The Binghamton Association for Mixed Students (BAMS) roared through the ’20s Friday night, combining its passion for both diversity and sequined flapper dresses.
BAMS held its annual Mix It Up banquet, offering a variety of food and student talent at the 1920s-themed event.
The night featured performances from the Binghamtonics, the Binghamton Hoop Troop, the Nukporfe African Dance and Drumming Ensemble, a ballroom dancing pair and individual performers David Zhou and Samuel Titus. Zhou played jazz music on the saxophone, and Titus played his singer-songwriter originals on guitar.
Shantal McNeil, president of BAMS, was the head organizer for the event.
“BAMS: Mix it Up is to expose people to things they wouldn’t normally see,” said McNeil, a senior majoring in political science. “There’s a lot of clubs we don’t know about on campus, so we try to bring in things you wouldn’t see on a regular basis.”
The last performance of the night was a display of Chanbara, a Japanese performance art that combines dancing and sword fighting.
“It was good to bring the Asian culture in, because all the other acts were African or then you had general acts,” said Adah Morales, a sophomore majoring in English and a performer of Chanbara. “It was good to get some Asian in there because this is about mixed students, and I’m sure there are mixed Asians in the club.”
Brendan Perkinson, a junior majoring in history, said the Hoop Troop caught his eye at this year’s banquet.
“I liked the hula hoop dancing because A, they seem like a very talented group and B, it seemed like a very creative idea,” Perkinson said. “Especially at the end when they used glow-in-the-dark hoops; it was very fun and exciting.”
The performances were broken up by an equally diverse dinner at intermission.
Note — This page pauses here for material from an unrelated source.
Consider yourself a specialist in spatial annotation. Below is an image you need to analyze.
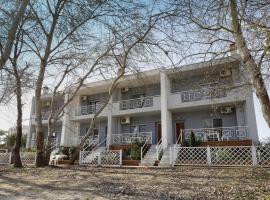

A buffet featured food from Moe’s Southwest Grill, Buffet Star and Turkish Restaurant, rounding out the menu with tacos, fried rice, wings and chinese doughnuts.
With the goal of supporting diversity remaining the same, attendees were asked to “mix it up” in a different way this year and dress in ’20s attire, with many guests coming prepared in flapper dresses and suits.
”We decided on the ’20s theme collectively as an E-Board,” McNeil said. “I thought it would be really cute to have the E-Board get dressed up and to have people who were coming get dressed up.”
Attire ranged from slightly formal to full-out ’20s attire, with girls dressed as flappers with feathered headbands and sequined dresses. Prizes were also awarded for costumes. Katherine McLaughlin, an undeclared sophomore, was voted “Best Dressed” for her 1920s flapper attire.
“I’m totally shocked, I spent hours picking out my outfit, so I’m glad it paid off,” McLaughlin said. “I’m really glad I came; all the performances were fantastic. I was smiling the whole time.”